On a CPU, the answer is trivial — each core has its own program counter, so each thread runs whatever code it likes. On a GPU, the answer is deeply constrained. The SIMT (Single Instruction, Multiple Thread) execution model groups threads into warps of 32 that share a single instruction pointer. When a branch sends some threads one way and other threads another way, the hardware cannot simply fork — it must serialize the divergent paths and mask inactive threads. This is the fundamental tension of GPU programming languages: the hardware wants uniformity, but real programs need heterogeneity.

CUDA exposes exactly one control-flow primitive for this: if. All threads evaluate the condition; threads where it is false are masked (deactivated); both paths execute sequentially within the warp. This is predicated execution — simple, universal, and sometimes ruinously expensive. A warp that diverges on an if runs both sides, throwing away half its throughput on each.

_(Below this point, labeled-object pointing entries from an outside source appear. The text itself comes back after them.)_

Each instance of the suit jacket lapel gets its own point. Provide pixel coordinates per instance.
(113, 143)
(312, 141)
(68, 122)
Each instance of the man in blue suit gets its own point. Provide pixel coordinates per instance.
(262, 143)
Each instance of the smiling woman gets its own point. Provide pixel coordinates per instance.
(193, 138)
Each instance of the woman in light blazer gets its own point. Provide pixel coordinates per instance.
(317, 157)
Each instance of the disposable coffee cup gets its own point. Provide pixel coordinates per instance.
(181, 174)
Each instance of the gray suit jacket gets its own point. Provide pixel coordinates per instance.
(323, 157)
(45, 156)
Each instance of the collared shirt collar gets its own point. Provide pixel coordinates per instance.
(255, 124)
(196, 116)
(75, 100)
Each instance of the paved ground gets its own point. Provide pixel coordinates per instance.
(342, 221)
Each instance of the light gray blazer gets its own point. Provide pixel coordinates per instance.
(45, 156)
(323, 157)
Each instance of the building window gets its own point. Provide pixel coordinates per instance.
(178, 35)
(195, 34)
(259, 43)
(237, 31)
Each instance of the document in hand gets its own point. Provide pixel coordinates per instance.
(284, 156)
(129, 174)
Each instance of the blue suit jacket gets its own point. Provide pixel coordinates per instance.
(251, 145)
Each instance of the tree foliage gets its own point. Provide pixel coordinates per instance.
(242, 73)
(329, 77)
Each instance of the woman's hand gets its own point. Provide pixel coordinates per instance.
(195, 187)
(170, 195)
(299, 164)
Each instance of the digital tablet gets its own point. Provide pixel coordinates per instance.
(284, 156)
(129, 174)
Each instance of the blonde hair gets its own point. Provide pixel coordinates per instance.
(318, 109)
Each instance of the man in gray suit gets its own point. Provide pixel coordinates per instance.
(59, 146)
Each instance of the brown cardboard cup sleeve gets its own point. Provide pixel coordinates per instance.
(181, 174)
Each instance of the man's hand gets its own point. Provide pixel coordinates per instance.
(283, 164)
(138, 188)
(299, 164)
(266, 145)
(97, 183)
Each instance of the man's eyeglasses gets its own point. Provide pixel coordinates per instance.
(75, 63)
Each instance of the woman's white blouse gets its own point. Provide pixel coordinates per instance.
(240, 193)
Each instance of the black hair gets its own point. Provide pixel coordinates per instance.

But predicated execution is not enough. Consider a matmul kernel where one group of threads should continuously fetch tiles from global memory while another group continuously multiplies tiles on the tensor cores. This is not a data-dependent branch — it is two structurally different programs that happen to share an address space. Trying to express this with if means one program pauses while the other runs. There is no overlap, no pipeline.

Croqtile introduces two additional control-flow primitives to fill this gap:

  • inthreads.asyncstructured concurrent regions: compile-time partitioning of threads into groups that run different programs simultaneously. The compiler generates separate instruction streams; the hardware schedules them independently.
  • shared event / wait / triggerinter-region signaling: lightweight synchronization tokens that let concurrent regions communicate safely.

Together with if, these three primitives cover the full spectrum of control flow in a GPU kernel: data-dependent branching, structural program composition, and inter-program coordination.

Predicated execution with if

Croqtile's if behaves like its C counterpart:

if (tile_id < total_tiles) {
  // body executes only when the condition is true
}

All threads in scope evaluate the condition. Threads where it is false skip the body. Within a single warp, if some threads take the branch and others do not, the hardware serializes the two paths — threads on the skipped side sit idle while the taken side runs, then vice versa. This is warp divergence, and it is the price of runtime flexibility.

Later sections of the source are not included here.